Vendanges manuelles ou mécaniques ?
Vendanges manuelles ou mécaniques ?
Publié le mercredi 13 septembre 2017

Vendanges manuelles ou mécaniques ?

Les vendanges manuelles sont souvent synonymes de qualité et mises en avant par les vignerons qui les pratiquent. Cependant, il existe d'autres options qui ne signifient pas forcément que le vin obtenu sera sans valeur gustative. On estime d'ailleurs qu'environ 60 % des baies vendangées en France sont le résultat de vendanges mécaniques (et près de 90 % dans le monde). Faisons donc le point sur ces deux méthodes pour comprendre pourquoi tant de vignerons optent pour cette approche.

Vendanges manuelles, l'idéal viticole

Technique traditionnelle, la vendange manuelle bénéficie d'une image très positive. Assimilée à la production de grands crus, elle peut résulter d'un choix profond du vigneron comme d'une contrainte législative. Trois cas viennent directement à l'esprit pour cette dernière : les producteurs d'effervescents (Champagne), ceux pratiquant la macération carbonique et exigeant donc la récolte de grappes entières (Beaujolais), ou encore ceux opérant un tri très sélectif des baies botrytisées pour la production de grands liquoreux (Sauternes).

Si elle est légalement obligatoire dans ces régions, elle peut aussi l'être techniquement dans des vignobles particulièrement difficiles à travailler. On pense alors aux terrasses très pentues et escarpées que l'on peut trouver en Vallée du Rhône, par exemple, ou à des terres couvertes de vignes non palissées. Elle est aussi particulièrement recommandée pour les cépages considérés comme plus délicats tels que le Pinot Noir, dont la peau est très fine.

En théorie, la vendange manuelle apparaît donc comme la méthode la plus adéquate pour obtenir des vins de grande qualité. Cependant, dans les faits, elle s'avère longue, fastidieuse et bien plus chère en termes de main d'œuvre nécessaire et de temps investi que la vendange mécanique. Bien moins flexible, elle peut se traduire par un manque de réactivité face à un face à la bonne maturité des raisins qui doit être traité rapidement et demande un grand investissement humain, lui aussi source de complications.

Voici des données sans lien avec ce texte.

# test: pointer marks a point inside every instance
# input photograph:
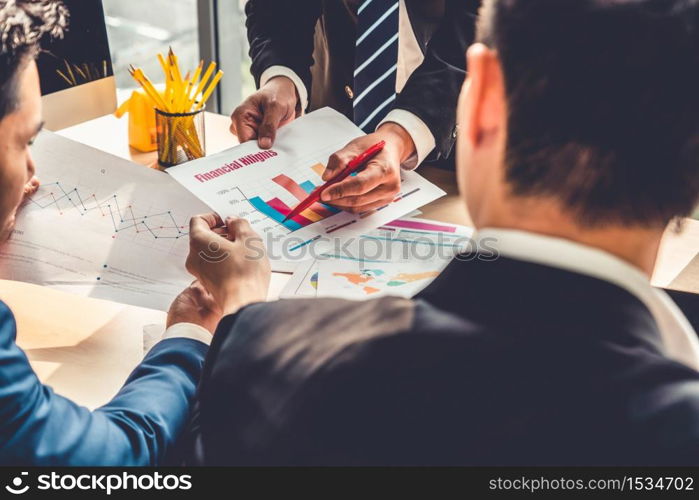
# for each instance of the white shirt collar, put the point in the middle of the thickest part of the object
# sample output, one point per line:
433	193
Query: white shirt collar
678	337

En effet, faire intervenir une équipe conséquente de vendangeurs implique bien plus d'organisation et le risque de devoir travailler alors même que la maturité optimale n'est pas encore atteinte.

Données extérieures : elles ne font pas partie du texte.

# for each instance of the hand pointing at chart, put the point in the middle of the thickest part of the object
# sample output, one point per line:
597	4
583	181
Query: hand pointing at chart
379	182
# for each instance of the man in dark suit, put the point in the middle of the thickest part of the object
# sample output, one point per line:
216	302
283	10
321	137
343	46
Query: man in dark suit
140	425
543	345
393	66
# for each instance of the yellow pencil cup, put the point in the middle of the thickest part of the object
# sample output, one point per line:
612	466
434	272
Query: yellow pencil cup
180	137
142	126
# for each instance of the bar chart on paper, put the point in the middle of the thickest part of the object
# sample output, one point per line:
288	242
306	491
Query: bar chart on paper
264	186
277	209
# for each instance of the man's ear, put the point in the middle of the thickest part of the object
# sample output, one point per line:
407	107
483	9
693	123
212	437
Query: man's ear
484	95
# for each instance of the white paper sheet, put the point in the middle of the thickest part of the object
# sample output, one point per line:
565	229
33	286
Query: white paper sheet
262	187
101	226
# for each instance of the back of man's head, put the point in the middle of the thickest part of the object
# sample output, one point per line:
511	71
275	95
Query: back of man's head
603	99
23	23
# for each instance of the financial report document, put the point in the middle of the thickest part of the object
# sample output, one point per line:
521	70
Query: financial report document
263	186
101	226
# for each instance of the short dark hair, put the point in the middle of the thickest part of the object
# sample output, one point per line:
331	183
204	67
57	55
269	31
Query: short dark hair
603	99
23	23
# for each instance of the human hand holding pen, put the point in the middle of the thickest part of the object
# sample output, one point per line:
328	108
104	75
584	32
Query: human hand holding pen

Vendanges mécaniques, une réalité plus positive qu'il n'y parait

Toujours perçu négativement dans l'imaginaire collectif, ce dispositif a pourtant connu des progrès techniques considérables au fil des ans. Comment cela marche exactement ? Pour faire simple, il s'agit de machines munies de batteurs et faisant tomber les grains sur un tapis mobile. Une grande partie des feuilles est alors éliminée par un système de ventilation.

Si elle permet d'être plus réactif, de récolter à parfaite maturité et d'empêcher que le raisin ne pourrisse sur pied, elle peut aussi apparaître comme un procédé brutal qui n'est pas recommandé à tous les types de baies. En effet, c'est là que réside toute la subtilité de la vendange mécanique. Alors que la vendange manuelle peut s'adapter à n'importe quel terroir, la mécanique, elle, doit être la solution idéale à un terroir particulier. Ainsi, comme je l'ai dit précédemment, le Pinot Noir, en Bourgogne, qui fait partie des cépages dits fragiles, résistera difficilement à un tel traitement. À l'opposé, les cépages dits résistants constituent des candidats parfaits pour la vendange mécanique. C'est notamment le cas du Cabernet Sauvignon, très utilisé dans le Bordelais, qui est caractérisé par sa peau épaisse et sa capacité à se détacher facilement de la rafle.

Enfin, il ne faut pas négliger l'intérêt économique d'une telle méthode. Plus rapide, nécessitant moins de main d'œuvre et permettant de vendanger la nuit, elle constitue un attrait budgétaire considérable pour nombre de vignerons. Cependant, selon la stratégie adoptée par le domaine, cela ne signifie pas forcément que la qualité sera impactée. Un viticulteur pourra choisir d'économiser sur les vendanges et de réinvestir dans le processus de vinification, permettant alors, à la fin de la procédure, d'obtenir un grand vin.